連載エッセイ
「地球を見つめて〜なんちゃって」(41)
かざりえみこ
2007年2月20日
ネズミ
昔話にはよくネズミが登場します。 「おむすびころりん」でおなじみの『ネズミ浄土』、やせっぽちネズミと太っちょネズミが山ですもうをとる『ネズミのすもう』、猫がネズミにだまされて十二支の中に入れなかった『十二支のはなし』などそれぞれにおもしろいですね。おはなしの中では、ネズミが必ずしも悪者扱いをされていません。民衆の暮らしと密着し過ぎたために憎むに値しなかったのでしょうか。憎んでなんかいられなかったのでしょうか?
絵本『ぐりとぐら』も主人公は野ネズミ!『トムとジェリー』『ゲゲゲの鬼太郎』にもネズミ。

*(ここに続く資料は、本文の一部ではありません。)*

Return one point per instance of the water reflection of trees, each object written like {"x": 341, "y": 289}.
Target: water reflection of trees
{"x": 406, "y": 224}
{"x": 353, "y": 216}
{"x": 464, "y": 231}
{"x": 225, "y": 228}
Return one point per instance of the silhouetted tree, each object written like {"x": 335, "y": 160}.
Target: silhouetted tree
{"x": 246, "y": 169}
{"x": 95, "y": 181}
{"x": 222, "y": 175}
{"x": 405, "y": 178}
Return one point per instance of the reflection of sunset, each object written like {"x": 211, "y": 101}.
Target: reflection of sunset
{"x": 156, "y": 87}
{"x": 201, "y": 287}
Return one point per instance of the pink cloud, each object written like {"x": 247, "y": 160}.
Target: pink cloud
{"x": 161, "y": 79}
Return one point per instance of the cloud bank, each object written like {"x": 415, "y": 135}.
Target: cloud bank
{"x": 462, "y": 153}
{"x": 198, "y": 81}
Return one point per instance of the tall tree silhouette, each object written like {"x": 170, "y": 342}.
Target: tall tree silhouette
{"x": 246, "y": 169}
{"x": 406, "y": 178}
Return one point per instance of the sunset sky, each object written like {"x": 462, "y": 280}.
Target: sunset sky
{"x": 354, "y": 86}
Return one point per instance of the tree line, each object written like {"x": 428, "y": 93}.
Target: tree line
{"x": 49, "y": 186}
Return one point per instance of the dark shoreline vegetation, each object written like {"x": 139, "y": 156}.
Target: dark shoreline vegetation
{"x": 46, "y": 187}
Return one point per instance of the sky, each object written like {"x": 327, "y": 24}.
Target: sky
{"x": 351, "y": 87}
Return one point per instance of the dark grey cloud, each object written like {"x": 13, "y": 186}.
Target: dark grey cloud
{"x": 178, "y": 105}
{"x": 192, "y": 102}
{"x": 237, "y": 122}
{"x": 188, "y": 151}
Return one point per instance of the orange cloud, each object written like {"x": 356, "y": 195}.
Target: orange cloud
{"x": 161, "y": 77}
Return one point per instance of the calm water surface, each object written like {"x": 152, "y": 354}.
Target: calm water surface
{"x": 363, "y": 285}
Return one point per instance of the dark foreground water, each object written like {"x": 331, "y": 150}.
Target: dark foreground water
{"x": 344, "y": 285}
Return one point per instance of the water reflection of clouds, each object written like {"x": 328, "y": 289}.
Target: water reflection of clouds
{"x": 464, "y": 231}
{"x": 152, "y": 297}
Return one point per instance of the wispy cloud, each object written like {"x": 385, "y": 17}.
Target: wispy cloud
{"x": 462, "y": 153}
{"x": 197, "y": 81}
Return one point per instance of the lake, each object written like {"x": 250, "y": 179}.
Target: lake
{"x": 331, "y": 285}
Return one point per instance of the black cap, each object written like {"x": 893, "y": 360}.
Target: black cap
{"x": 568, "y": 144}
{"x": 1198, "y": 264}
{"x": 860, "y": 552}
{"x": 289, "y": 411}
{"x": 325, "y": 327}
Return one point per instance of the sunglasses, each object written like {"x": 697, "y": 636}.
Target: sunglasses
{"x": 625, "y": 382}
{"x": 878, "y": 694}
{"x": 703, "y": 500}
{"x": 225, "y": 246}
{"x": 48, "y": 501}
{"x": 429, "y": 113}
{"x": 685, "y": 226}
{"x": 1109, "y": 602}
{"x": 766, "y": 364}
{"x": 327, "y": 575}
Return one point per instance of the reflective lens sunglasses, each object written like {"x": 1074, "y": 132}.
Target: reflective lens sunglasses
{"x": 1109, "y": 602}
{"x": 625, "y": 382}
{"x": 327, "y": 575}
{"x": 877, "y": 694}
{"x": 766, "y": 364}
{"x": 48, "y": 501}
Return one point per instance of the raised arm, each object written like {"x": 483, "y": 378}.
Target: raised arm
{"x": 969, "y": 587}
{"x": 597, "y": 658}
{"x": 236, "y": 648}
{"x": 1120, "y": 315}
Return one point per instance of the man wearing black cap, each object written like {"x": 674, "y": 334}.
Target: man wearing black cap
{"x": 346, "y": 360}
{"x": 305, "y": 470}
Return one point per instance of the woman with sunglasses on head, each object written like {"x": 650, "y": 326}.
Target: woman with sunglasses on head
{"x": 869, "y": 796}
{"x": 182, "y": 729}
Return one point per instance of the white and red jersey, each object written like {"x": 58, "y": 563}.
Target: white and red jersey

わらべ歌でも「……俵のネズミが米食ってチュー……」ですが、私が子どもの頃、大きな土蔵に、もしかしたらネズミが入ったかも知れない、と父は大騒ぎしてネズミ取りのトラップをしかけていました。そうして「ネズミというやつは」と例のネズミ算の講釈を聞かされました。3〜4週間で親になり、1度に8匹も子が産まれたら、蔵の米がネズミに食われてしまうと脅かされて。 ところが、座敷の奥でネズミが走ると「地震や火事の前には、家にネズミが1匹もいなくなる。ネズミがいるのは良いことだ」と言うではありませんか。子ども心に(いったいどっちなの?)と思ったものでした。夜中にネズミの走る音は私には不気味でした。 いま、都会では至る所にネズミがいます。 夜に商店街を歩いていて、不意に目の前を横切って走っていく大きなドブネズミがいました。地下鉄を待っていたら、線路の横を抜けて、これもみごとに大きなネズミがホームの下に入っていきました。さすが、夜行性です。町の中には食べものがあります。水もあります。猫も蛇もいないし、安心して住めます。ものすごい数で殖えているそうです。
ネズミはペストを媒介する怖い害獣です。 先日九州宮崎県で鶏インフルエンザが発生して、大きなニュースとなりましたが、終息する頃にラジオから、「原因の一つにネズミが考えられる」と聞こえてきました。それならタイヘン、と思って新聞やテレビで続報を待っていたのに、それっきりでした。あれは何だったのでしょう? なんとなくありえるかな? と考えてしまったのです。私にとって、もともとネズミは怖いのですから。 最近、「猫がネズミを捕ったのよ」というと、カワイソーッと言って若い人ににらまれました。大人も「それは昔の話だ」と言います。ペットの猫も良いけど、猫にネズミをすっかり見限らせてもいいのかなー?